The line above is dated December 4, 1839 from the mouth of Charles Finney in a sermon titled "Grieving the Holy Spirit". Finney's words might as well have come from the University of Minnesota circa 2013.
The University of Minnesota has established a College in the Schools (CIS) program which provides college preparatory curriculum that results in colllege credits for high school students who adhere to strict guidelines in the public school. The course in English literature was recently critiqued in a Star Tribune opinion column.
The opinion column, penned by English Professor Mark Bauerlein at Emory University in Atlanta, unveils the intent of the CIS program to indoctrinate high school students in liberal and Marxist thought by excluding classic literature and replacing it with contemporary popular works in their English Literature course.
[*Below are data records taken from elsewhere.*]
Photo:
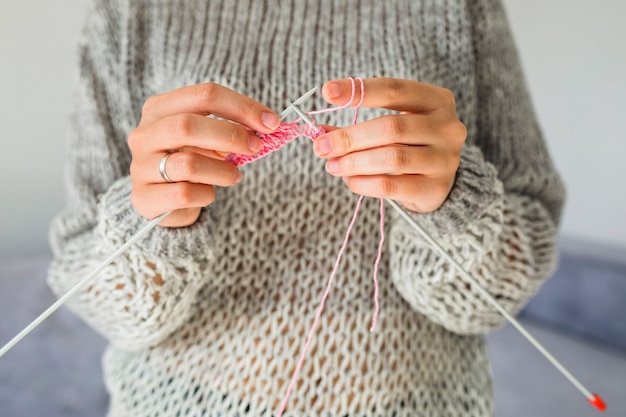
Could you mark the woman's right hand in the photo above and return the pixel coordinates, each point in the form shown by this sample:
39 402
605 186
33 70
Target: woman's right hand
175 123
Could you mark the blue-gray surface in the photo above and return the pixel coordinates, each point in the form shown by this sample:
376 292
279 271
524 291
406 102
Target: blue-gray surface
56 370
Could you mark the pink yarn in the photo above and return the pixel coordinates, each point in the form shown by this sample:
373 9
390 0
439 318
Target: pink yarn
285 133
331 278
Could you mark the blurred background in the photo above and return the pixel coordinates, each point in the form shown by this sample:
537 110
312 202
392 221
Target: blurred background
574 55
An aid in drafting the Common Core State Standards for English Language Arts, Bauerlein builds his case against the University of Minnesota's course by pointing out the exclusion of classic literature as wrongheaded. Noting authors missing from the University of Minnesota's required reading listing, Bauerlein insinuates that the course is inculcating students in the wrong course because only 4 authors fit the overall goal to, "Demonstrate knowledge of eighteenth-, nineteenth-, and early-twentieth-century foundational works of American literature..."
The similarity between Charles Finney's comment and the University of Minnesota's CIS program is that both are working to sterilize literature. Both have an ideology they want to propogate in an effective and uncontaminated fashion that limits questioning and exploration outside of the norm they are working to create.
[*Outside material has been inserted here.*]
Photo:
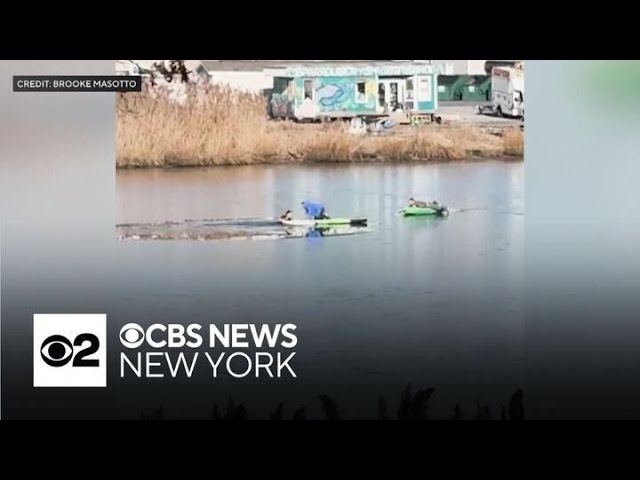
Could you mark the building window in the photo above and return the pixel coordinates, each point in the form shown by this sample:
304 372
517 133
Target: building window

The beauty of the classics is in their cultured explanation of reality, calling readers to dive deeper into life by exploring complex ideas and their relationship to an overarching movement. A correct view of the classics sees the movement leading the world towards resolution, something that classifies a story worth reading, giving hope.
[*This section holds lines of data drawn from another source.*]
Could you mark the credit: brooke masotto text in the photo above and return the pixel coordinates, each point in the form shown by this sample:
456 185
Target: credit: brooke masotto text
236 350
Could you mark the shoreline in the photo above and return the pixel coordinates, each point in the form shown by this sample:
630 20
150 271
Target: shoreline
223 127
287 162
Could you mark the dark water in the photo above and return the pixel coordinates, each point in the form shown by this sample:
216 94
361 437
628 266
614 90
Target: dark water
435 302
What Bauerlein finds in the University's deconstruction of the Classics is a strong emphasis on Marxist and liberal teaching with little room for exploring alternative resolutions to life's problems. The University of Minnesota communicates this clearly in their sample syllabi, stating:
Excluded classics by Fitzgerald, Flannery O'Connor, Whitman, Dickinson, Eliot and Langston Huges have been superceeded by Amy Tan, Tim O'Brien, June Jordan and Paul Monnette, whose memoir of his suppressing and then celebrating his own homosexuality attributed his autobiography to "literally kept me alive" after he contracted AIDS. His book gains credibility to be in the University of Minnesota's English Literature class because it won a 1992 National Book Award, and completes the over-arching goal of communicating LGBT themes in America, not addressing the said purpose of a knowledge in "eighteenth-, nineteenth-, and early-twentieth-century foundational works of American literature...".
The disappointment in including contemporary authors in the literature course frustrates any movement in resolution as seen in the syllabi. Instead of working to understand the structure of society and enduring messages communicated through centuries of literature the desired outcome is to study contemporary issues and fuel their fire of disorder by highlighting dissenting voices of structure and leading to criticism rather than critique.
At Hillcrest we have noticed this shift in teaching the classics. We have employed Louise Cowan and Os Guinness' Invitation to the Classics to support the education students are receiving in reading William Shakespeare, John Bunyan, Nathaniel Hawthorne, Herman Melville, Charles Dickens and Aleksandr Solzhenitsyn, to name a few.
We do not fall in line with the thought espoused by Charles Finney. We understand that the Classics, works defined by their ability to create whole universes of thought and imagination that portray life as complex, with both negative and positive aspects of human character, illuminating and testing enduring virtues that transform the reader's self-understanding inspite of rereadings, enduring wide reaches of time to be reflections of the Gospel story.
The Classics aren't a canon which communicate the message of God's love through the death and resurrection of Jesus Christ, though some may tell this story through literary achievement. The classics are instead portals to explore, which when read correctly, can speak of honor, love and sacrifice, often articulated in unfamiliar ways advising in thoughts not already know. As Louise Cowan notes, "Through symbol and metaphor they (the Classics) reveal a clear and uncluttered access to the realities that determine our lives."
Jesus taught in symbol and metaphor throughout the New Testament, we believe the challenge of reading and understanding the classics is an exercise in thinking deeper of life in an effort to know Christ, propelling followers to make Him known, being commissioned to live a life of significance.